Smart or Over Kill On Safety? (Fuses)

Discussion in 'General Electronics Chat' started by ajm113, Jun 2, 2011.

  1. ajm113

    Thread Starter Member

    Feb 19, 2011
    Hello I'm currently working on a schematic that allows you to test different parts on one board and I want to add a little power supply feature to it.

    What worries me since the board will be fully exposed as for it's prototype stages and even final version, I was thinking it maybe safe to add 2x 1 amp fuses encase something causes the board to short circuit.

    One fuse on the positive side of where the circuit board will get it's power from the 12v power adapter. Then one on the positive out for the power supply feature.

    Also I would like to add encase you think I'm going to allow the board sit on the floor, it will have rubber bases on the corners of it and middle to keep the circuit board from touching the floor. (Just like the good old PicKit 1 ;) )

    Is it kinda a over kill adding fuses or is there other options I can do too keep my circuit "safe"?

    Thanks, Andrew.
  2. SgtWookie


    Jul 17, 2007
    It's a good idea to include fuses. You should select fuses as the "weakest link" - that is, you want the fuses to blow before your circuit board traces get fried, or wires melt.

    Selecting proper size fuses can take a good bit of research on your part.

    Using a fuse too low of a current rating means that you will go through a lot of fuses. Using a fuse too high of a current rating means that you will go through a lot of circuit boards.
  3. tom66

    Senior Member

    May 9, 2009
    One thing to consider is that a fuse might not save a power supply if it does not blow fast enough.

    For convenience you could have a 1A polyswitch (a fuse which can reset itself; also called a PTC fuse, resettable fuse, polyfuse, and many other names) in line with a bigger fuse, say a 2-3A or so in case the 1A doesn't trip.
  4. marshallf3

    Well-Known Member

    Jul 26, 2010
    For convenience you could have a 1A polyswitch

    Probably one of the most misunderstood and forgotten devices out there - sadly.

    They can actually be faster than a regular fuse.
  5. tom66

    Senior Member

    May 9, 2009
    Yes, I know. However, I have experienced what happens when you try and pump 40A through one, they just melt and short. A normal fuse can handle a much higher "interrupting" current.
  6. ErnieM

    AAC Fanatic!

    Apr 24, 2011
    Sorry, I need to ask what you mean by "Safety?"

    The only safety a fuse provides is perhaps by preventing an ensuing fire. It might prevent cascading failures by preventing what first blew up and drew extra current from making something else do the same.

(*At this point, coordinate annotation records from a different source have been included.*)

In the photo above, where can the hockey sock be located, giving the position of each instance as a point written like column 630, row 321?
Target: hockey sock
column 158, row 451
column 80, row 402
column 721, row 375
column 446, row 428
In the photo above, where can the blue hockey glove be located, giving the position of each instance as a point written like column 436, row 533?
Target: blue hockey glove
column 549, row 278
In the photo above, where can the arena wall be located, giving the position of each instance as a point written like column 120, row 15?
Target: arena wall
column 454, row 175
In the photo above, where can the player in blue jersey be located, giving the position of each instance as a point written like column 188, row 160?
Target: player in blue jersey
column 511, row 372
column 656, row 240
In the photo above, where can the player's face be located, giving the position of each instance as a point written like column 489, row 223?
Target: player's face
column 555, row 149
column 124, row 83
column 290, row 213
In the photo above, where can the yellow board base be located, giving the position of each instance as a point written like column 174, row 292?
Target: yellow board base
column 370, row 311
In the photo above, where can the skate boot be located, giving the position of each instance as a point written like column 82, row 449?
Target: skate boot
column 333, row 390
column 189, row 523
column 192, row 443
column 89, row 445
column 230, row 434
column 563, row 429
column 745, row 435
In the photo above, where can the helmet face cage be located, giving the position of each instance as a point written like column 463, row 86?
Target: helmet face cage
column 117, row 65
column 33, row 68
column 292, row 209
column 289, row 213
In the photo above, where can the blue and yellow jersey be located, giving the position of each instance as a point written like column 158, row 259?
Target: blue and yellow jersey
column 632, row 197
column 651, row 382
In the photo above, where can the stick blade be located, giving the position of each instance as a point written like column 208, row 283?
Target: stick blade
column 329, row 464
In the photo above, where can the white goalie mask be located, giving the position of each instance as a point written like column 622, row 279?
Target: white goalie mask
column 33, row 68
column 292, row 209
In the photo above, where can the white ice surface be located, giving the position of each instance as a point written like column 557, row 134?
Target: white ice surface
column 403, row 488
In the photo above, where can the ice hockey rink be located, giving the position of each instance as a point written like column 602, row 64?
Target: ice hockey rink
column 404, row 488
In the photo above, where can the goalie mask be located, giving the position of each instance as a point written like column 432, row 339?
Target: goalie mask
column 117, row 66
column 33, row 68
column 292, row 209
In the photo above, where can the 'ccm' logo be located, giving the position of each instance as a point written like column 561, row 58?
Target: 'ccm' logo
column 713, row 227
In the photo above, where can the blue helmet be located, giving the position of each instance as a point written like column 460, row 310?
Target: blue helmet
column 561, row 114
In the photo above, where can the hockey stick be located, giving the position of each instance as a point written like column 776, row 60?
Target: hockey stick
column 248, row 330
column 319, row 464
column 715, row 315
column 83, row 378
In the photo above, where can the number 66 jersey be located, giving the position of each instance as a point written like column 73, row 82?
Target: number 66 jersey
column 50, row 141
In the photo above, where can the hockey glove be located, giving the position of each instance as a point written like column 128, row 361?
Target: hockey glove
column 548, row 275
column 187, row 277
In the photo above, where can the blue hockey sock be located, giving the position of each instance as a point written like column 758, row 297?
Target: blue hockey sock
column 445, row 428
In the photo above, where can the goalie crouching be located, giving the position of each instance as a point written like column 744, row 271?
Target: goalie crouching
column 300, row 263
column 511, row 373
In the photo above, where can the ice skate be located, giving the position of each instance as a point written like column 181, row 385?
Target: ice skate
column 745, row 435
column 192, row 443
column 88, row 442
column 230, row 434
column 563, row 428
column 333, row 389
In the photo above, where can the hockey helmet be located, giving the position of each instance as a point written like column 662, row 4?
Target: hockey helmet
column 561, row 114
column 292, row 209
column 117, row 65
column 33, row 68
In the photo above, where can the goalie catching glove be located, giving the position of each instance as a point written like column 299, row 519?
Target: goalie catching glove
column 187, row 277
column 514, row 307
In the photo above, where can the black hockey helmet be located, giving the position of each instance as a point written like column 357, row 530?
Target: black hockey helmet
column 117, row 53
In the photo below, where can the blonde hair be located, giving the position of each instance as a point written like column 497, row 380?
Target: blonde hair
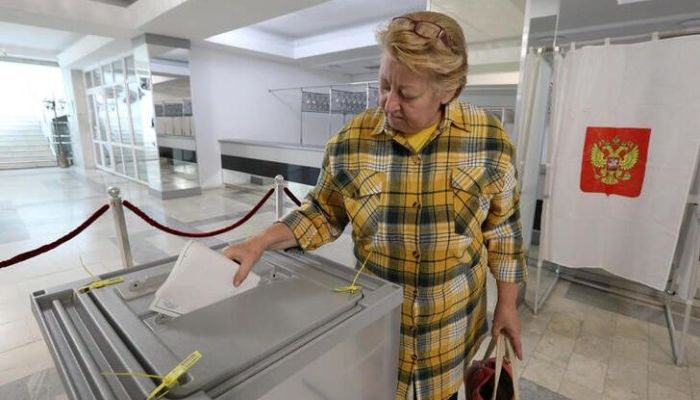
column 444, row 61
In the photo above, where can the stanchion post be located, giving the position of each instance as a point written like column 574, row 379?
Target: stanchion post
column 279, row 197
column 115, row 202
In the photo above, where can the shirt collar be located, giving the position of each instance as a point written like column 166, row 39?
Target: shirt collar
column 453, row 115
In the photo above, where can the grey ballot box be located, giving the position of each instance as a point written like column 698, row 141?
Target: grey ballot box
column 291, row 337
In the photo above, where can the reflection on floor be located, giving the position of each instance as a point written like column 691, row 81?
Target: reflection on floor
column 584, row 344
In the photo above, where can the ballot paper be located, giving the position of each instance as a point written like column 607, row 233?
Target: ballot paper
column 200, row 277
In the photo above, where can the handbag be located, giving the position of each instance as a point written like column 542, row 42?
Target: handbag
column 501, row 372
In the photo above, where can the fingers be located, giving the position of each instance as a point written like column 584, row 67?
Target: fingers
column 242, row 274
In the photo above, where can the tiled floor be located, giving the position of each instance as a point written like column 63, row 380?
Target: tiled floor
column 584, row 344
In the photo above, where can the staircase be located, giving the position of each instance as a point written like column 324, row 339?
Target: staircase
column 23, row 145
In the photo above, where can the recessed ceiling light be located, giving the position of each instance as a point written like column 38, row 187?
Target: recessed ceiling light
column 621, row 2
column 687, row 23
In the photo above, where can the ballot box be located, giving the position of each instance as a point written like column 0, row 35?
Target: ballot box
column 290, row 337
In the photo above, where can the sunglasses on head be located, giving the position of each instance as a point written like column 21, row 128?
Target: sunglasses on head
column 424, row 29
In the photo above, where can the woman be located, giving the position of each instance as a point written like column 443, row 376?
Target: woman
column 429, row 186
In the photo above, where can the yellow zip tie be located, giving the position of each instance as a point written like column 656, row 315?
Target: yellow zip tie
column 172, row 378
column 169, row 381
column 352, row 288
column 100, row 284
column 97, row 283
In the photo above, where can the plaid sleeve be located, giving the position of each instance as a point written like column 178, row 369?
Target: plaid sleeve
column 503, row 229
column 321, row 217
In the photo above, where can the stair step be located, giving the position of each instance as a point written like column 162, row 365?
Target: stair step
column 26, row 164
column 14, row 155
column 32, row 132
column 22, row 143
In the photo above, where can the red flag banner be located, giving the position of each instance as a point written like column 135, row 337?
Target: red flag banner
column 614, row 160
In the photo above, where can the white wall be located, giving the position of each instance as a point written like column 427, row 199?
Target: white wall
column 79, row 122
column 230, row 100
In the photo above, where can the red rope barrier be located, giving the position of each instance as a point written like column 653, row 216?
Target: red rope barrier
column 164, row 228
column 48, row 247
column 292, row 196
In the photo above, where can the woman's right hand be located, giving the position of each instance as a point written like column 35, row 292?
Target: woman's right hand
column 246, row 254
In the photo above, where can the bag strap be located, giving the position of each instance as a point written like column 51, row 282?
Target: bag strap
column 504, row 349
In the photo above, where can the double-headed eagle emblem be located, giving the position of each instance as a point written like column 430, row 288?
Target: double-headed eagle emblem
column 612, row 161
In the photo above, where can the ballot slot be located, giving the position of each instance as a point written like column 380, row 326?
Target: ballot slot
column 239, row 332
column 239, row 337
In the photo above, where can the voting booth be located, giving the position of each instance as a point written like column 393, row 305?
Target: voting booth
column 290, row 337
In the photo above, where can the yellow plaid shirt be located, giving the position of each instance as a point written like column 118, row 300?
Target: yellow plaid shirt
column 435, row 220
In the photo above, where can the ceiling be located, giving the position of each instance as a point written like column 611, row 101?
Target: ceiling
column 46, row 43
column 335, row 35
column 336, row 15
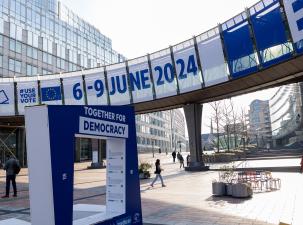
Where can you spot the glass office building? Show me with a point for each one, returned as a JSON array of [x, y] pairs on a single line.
[[286, 115], [161, 130], [44, 37], [39, 37]]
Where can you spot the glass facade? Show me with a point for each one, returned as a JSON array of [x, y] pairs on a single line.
[[286, 112], [39, 37], [259, 123], [164, 130], [45, 37]]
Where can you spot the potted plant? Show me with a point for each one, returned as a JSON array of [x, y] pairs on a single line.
[[218, 188], [144, 170], [228, 176]]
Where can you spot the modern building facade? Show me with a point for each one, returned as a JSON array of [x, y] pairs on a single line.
[[286, 115], [39, 37], [45, 37], [161, 130], [259, 130]]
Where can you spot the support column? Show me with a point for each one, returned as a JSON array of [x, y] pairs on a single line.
[[20, 146], [193, 116], [97, 156], [78, 150]]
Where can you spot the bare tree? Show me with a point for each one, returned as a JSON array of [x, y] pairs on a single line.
[[226, 123], [216, 116], [234, 120]]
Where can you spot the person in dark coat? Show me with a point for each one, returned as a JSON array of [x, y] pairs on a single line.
[[158, 173], [181, 160], [10, 167], [174, 156], [187, 160]]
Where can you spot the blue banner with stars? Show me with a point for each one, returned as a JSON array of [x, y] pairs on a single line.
[[51, 93]]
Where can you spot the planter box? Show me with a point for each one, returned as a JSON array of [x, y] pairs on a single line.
[[218, 188], [241, 190]]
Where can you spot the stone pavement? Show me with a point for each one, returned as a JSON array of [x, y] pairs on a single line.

    Something does not become "safe" just because there is a fuse or two in it. There is no magic here.
  7. ajm113

    Thread Starter Member

    Feb 19, 2011
    Thanks for the replies and sorry about the delay, I'm pretty much busy all the time. :(

    Well I heard they make fast acting fuses, so I'm not sure if thats considered 100% reliable (Never tested out fuse before) but the polyswitches sound interesting and seem like something more in up in my ally and easier to work with and sounds cheaper to manufacturer with then a regular fuse, but then again I'm not sure if they have machines that can place them on printed circuit boards for you.

    I'll have to do a little more research on my part on the polyswitches and see which would fit my needs.

    @ErnieM, safe as in nothing kills the circuit board or the user's project if a wire or conductive material touches a bad spot on the board frying important parts such as the small microcontroller. Thats why I was wondering if using a fuse was kinda a over kill or not or if there were other options.
  8. tom66

    Senior Member

    May 9, 2009
    Yes, I use surface mount PTCs in my projects. You can get 0603 and 0805 sized ones; about 50 cents each in 100 quantity.

    You have to be aware though how a PTC works. In order to interrupt a current it needs to heat up past its trip temperature and within the trip time. If you take a 500mA PTC and pump 10A through it, it will obviously heat up very quickly and trip. However, if you keep doing this, the PTC may be damaged, but only over a large number of cycles. If you consider a real world short circuit current, e.g. from a large capacitor, around 100A, your PTC will be incinerated! Also, if you run the PTC near its trip point but not so far as for it to actually trip, it can be damaged. PTCs are nice devices, but they do not replace fuses. I use them to prevent damage caused by the occasional short circuit, both to the attached devices and the power supply.